Multi-Model Setup
A walkthrough of the common patterns for using multiple model providers: per-agent dispatch, cost tiering, local-first with hosted backup, API key rotation, and rate-limit handling.
参考材料位于提供程序系统的以下位置:
- 模型提供商 → 概述 — 提供商的定义、配置结构
- Model Providers → Routing — per-agent dispatch and OpenRouter
- 模型提供商 → 目录 — 每个提供商的配置结构
When to use multi-model setup
多模型配置适用于:
- Cost tiering: cheap model handles high-volume channels; reasoning model handles complex requests
- Capability routing: vision-capable model for image-bearing channels, reasoning model for research workflows
- Local-first development: local Ollama for development, hosted endpoint for production
- Per-team isolation: different teams use different agents with different model_providers and credentials
- Rate-limit handling: rotate through API keys on
429(rate limit) responses
Core idea — per-agent dispatch
Each [agents.<alias>] entry points at exactly one [providers.models.<type>.<alias>]. If the model goes down, the agent goes down; the operator routes affected channels to a different agent. See Routing for the full pattern.

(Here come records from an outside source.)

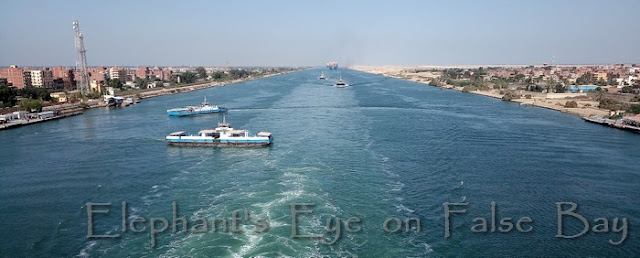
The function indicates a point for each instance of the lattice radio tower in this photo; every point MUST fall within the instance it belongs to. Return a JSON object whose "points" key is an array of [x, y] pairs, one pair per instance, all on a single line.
{"points": [[81, 62]]}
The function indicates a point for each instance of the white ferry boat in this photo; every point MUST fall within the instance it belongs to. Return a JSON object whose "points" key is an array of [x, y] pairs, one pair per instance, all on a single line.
{"points": [[203, 108], [223, 135], [341, 83]]}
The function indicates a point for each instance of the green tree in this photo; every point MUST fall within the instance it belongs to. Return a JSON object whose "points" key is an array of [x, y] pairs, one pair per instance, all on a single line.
{"points": [[559, 88], [201, 72]]}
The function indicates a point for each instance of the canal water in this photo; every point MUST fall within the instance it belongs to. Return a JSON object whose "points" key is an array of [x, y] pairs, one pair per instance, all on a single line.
{"points": [[380, 150]]}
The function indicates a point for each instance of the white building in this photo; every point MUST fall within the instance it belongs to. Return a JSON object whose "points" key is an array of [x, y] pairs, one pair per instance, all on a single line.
{"points": [[42, 78], [117, 73]]}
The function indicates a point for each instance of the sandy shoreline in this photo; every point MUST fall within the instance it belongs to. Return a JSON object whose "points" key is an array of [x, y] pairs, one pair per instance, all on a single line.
{"points": [[585, 108]]}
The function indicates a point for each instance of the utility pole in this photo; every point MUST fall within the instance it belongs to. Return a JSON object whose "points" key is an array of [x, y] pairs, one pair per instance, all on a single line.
{"points": [[81, 61]]}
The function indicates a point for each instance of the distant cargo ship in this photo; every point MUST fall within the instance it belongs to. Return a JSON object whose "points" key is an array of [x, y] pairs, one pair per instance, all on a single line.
{"points": [[340, 83], [223, 135], [203, 108]]}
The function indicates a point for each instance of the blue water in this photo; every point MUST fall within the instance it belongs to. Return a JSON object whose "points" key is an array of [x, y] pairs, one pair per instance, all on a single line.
{"points": [[381, 148]]}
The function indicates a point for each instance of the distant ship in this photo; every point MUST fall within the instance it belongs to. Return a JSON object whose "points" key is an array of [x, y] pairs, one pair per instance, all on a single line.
{"points": [[203, 108], [223, 135], [340, 83]]}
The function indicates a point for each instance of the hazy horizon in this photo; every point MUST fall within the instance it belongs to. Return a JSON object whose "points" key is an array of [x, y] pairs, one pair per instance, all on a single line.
{"points": [[289, 33]]}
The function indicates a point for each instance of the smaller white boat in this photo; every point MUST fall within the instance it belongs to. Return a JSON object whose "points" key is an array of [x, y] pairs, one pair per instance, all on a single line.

To run multiple models, run multiple agents:
[providers.models.anthropic.haiku]
model = "claude-haiku-4-5-20251001"
api_key = "sk-ant-..."
[providers.models.anthropic.sonnet]
model = "claude-sonnet-4-6"
api_key = "sk-ant-..."
[providers.models.deepseek.reasoner]
model = "deepseek-reasoner"
api_key = "sk-..."
[channels.telegram.home]
bot_token = "..."
[channels.slack.engineering]
bot_token = "..."
[channels.slack.research]
bot_token = "..."
[agents.fast]
model_provider = "anthropic.haiku"
risk_profile = "hardened"
runtime_profile = "tight" # fewer iterations for snappy public replies
channels = ["telegram.home"]
[agents.deep]
model_provider = "anthropic.sonnet"
risk_profile = "hardened"
runtime_profile = "deep" # higher iteration cap for engineering tasks
channels = ["slack.engineering"]
[agents.reasoner]
model_provider = "deepseek.reasoner"
risk_profile = "hardened"
runtime_profile = "deep" # extended chains for research-style prompts
channels = ["slack.research"]
# Shared `hardened` posture across the three public-facing agents,
# distinct `tight` / `deep` runtime profiles per per-agent throughput
# intent. `risk_profile` and `runtime_profile` are independent maps.
[risk_profiles.hardened]
level = "supervised"
workspace_only = true
require_approval_for_medium_risk = true
block_high_risk_commands = true
[runtime_profiles.tight]
max_tool_iterations = 5
max_actions_per_hour = 30
[runtime_profiles.deep]
max_tool_iterations = 50
max_actions_per_hour = 200
Each channel binds to one agent at a time. To move a channel to a different agent, edit the channels = [...] list on the agent that should pick it up — Config::validate() makes sure references resolve at startup.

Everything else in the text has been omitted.